- Official DVD cover
- Genre: Action War
- Written by: Mark Rodgers
- Directed by: Lee H. Katzin
- Starring: Telly Savalas Ernest Borgnine Vince Edwards Bo Svenson Wolf Kahler Vincent Van Patten Randall "Tex" Cobb
- Music by: John Cacavas
- Country of origin: United States
- Original language: English

Production
- Executive producer: David Gerber
- Producer: Mel Swope
- Production locations: Kostanjevica na Krki, Slovenia Zagreb, Croatia Brezice, Slovenia
- Cinematography: Tomislav Pinter
- Editors: Ronald J. Fagan Ronald LaVine Richard E. Rabjohn
- Running time: 94 minutes
- Production companies: MGM/UA Television Jadran Film

Original release
- Network: NBC
- Release: March 1, 1987

= The Dirty Dozen: The Deadly Mission =

1987 American made-for-TV movie

The Dirty Dozen: The Deadly Mission is a 1987 made-for-TV film and is the second sequel to the original The Dirty Dozen. It features an all-new 'dirty dozen,' this time under the leadership of Major Wright (Telly Savalas, playing a different role than in the 1967 film).

Learning of a Nazi plot to attack Washington, D.C., with a deadly nerve gas, Major Wright leads twelve convicts on a suicide mission deep into occupied France to destroy the secret factory where the poison is made.

==Plot==
Major Wright is informed by Major General Worden that the Germans have the capability to launch V-2 rockets filled with nerve gas against the Allies.

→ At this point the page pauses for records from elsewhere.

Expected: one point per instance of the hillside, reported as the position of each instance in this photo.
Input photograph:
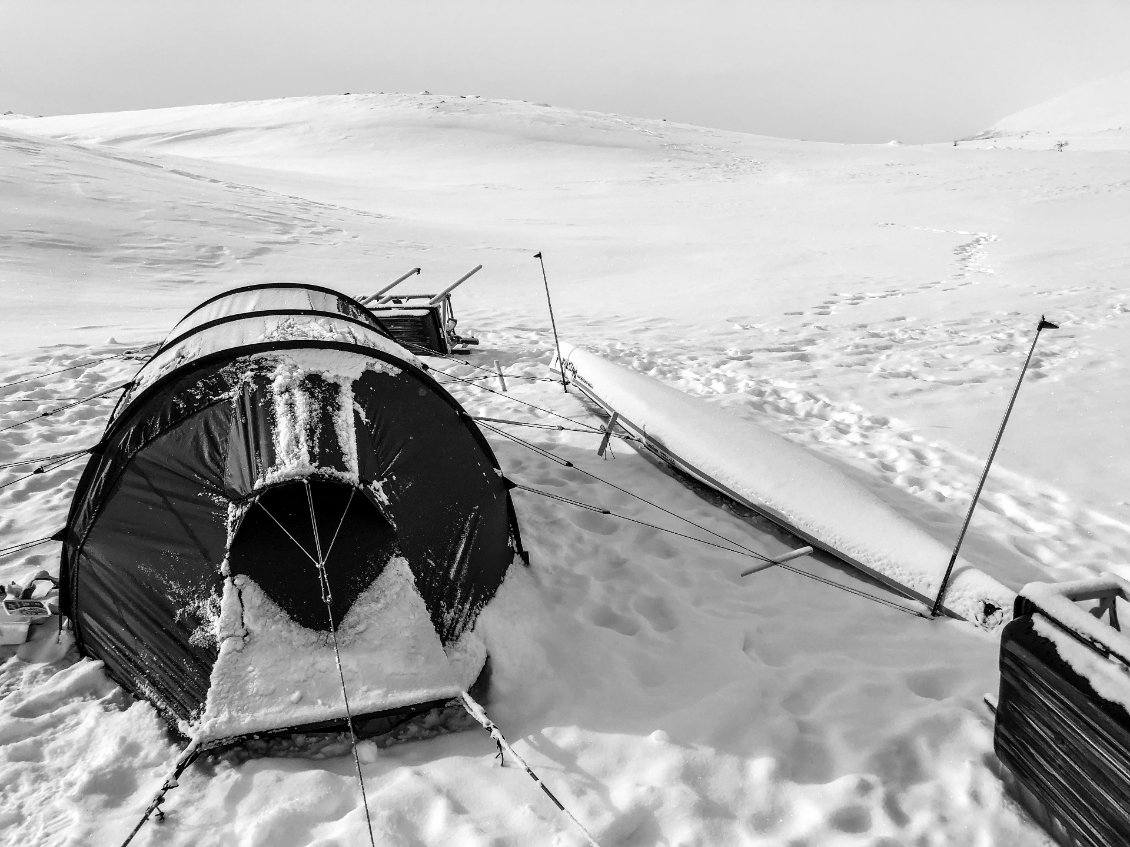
(870, 303)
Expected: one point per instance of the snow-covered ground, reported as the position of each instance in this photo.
(870, 303)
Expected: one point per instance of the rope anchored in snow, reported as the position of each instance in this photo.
(328, 600)
(479, 714)
(66, 407)
(122, 355)
(738, 549)
(67, 459)
(472, 383)
(183, 761)
(27, 544)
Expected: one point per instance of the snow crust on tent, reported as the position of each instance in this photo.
(793, 487)
(190, 560)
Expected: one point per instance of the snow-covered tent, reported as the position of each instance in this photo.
(276, 428)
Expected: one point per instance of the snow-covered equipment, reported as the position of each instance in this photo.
(32, 602)
(287, 523)
(422, 322)
(785, 483)
(1062, 727)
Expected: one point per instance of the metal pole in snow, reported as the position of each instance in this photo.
(552, 321)
(1044, 324)
(389, 287)
(439, 298)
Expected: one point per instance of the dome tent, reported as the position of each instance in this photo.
(279, 435)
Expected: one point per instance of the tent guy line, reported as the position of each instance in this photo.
(749, 553)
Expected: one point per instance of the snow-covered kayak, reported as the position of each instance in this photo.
(788, 485)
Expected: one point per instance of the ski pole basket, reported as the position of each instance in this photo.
(1062, 726)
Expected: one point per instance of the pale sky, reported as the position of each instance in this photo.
(836, 70)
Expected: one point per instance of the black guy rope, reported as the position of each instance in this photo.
(735, 547)
(66, 407)
(602, 511)
(327, 597)
(26, 546)
(43, 469)
(552, 321)
(626, 491)
(479, 714)
(749, 553)
(488, 374)
(80, 365)
(1044, 324)
(523, 402)
(45, 460)
(555, 427)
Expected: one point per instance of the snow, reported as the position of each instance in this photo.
(792, 485)
(1098, 110)
(871, 304)
(272, 672)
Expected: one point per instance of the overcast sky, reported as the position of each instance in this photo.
(840, 70)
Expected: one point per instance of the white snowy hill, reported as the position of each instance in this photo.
(871, 303)
(1093, 116)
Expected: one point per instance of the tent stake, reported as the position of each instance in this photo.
(479, 714)
(608, 434)
(187, 757)
(779, 560)
(1044, 324)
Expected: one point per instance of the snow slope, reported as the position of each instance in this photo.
(869, 303)
(1095, 115)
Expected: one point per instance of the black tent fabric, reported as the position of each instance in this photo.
(279, 427)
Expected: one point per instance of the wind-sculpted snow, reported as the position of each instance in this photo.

Wright is ordered to recruit convicts and parachute them into France near the monastery at Saint-Michel, deep behind enemy lines, to destroy the nerve gas and rescue enslaved scientists. Wright selects twelve convicts for his Deadly Dozen: Joe Stern, Eric "Swede" Wallan, Ernesto "Pops" Ferucci, brothers Ronald and David Webber, Maurice Fontenac, Martinez, Francis Kelly, Ballews, Sturdivant, Chacon, Spencer and Hallet. They receive one week of training under Wright and Sergeant Holt.

In France, Colonel Krieger captures Resistance leader Paul Verlaine and his British contact, who has parachuted in with news of the Deadly Dozen's mission. Krieger executes them and Pierre Claudel, a scientist at the monastery loyal to Vichy and the Nazis, reports Verlaine had conversed with lead scientist George Flamands. Krieger orders increased security at the monastery. General Worden reveals the intelligence leak and increased security to Wright, and informs him that the dozen will enter France by sea, as air flights to France are heavily monitored.

The Dozen come ashore and meet their contact, Marie Verlaine, the daughter of Paul Verlaine, with her fellow resistance fighters. Marie informs Wright that the scientists' families have been brought to the monastery, complicating their rescue. To avoid Krieger's security, Wright decides to travel by river, and Sturdivant is killed when the unit takes control of a patrol boat. They arrive at a resistance safe house and rest while Major Wright and Fontenac infiltrate the monastery dressed as monks to inform Flamands of their plan.

Wright and Fontenac re-enter the monastery to trigger the attack, while the others infiltrate the compound. During the ensuing firefight, Wright destroys the communications center, Stern infiltrates the basement and Fontenac opens the back door allowing Marie, Swede, Martinez and the resistance in with the explosives. Ferucci is wounded while Chacon and Spencer are killed. The group discovers the scientists' families and Fredric Flamands, George Flamands' son, learning that Flamands and his wife Julia have been taken to a recital at a villa as guests of a German general. Wright evacuates all of them and goes with Stern to the villa to rescue the Flamands. The rescued scientists and families travel by truck to rendezvous with a British plane, and Wright sends two additional trucks driven by Martinez, Ballews, and the Webber brothers as decoys.

Major Wright and Stern, posing as German officers, enter the villa and remove Flamands and head to the rendezvous point. German patrols destroy the decoy trucks, and both the Webber Brothers, Martinez and Ballews are killed. Realizing they've been tricked, Krieger races his men to the plane and fire at it as the scientists and families embark. Fontenac carries the panicked Fredric to safety but a mortar shell wounds Fontenac and knocks Fredric out. Wallan manages to save Fredric and Kelly. Fontenac sacrifices himself by drawing fire from approaching patrols, giving the plane time to load and take-off for England.

Major Wright and Sergeant Holt survive, and surviving convicts Joe Stern, Eric 'Swede' Wallan, Ernesto 'Pops' Ferucci, and Francis Kelly receive pardons.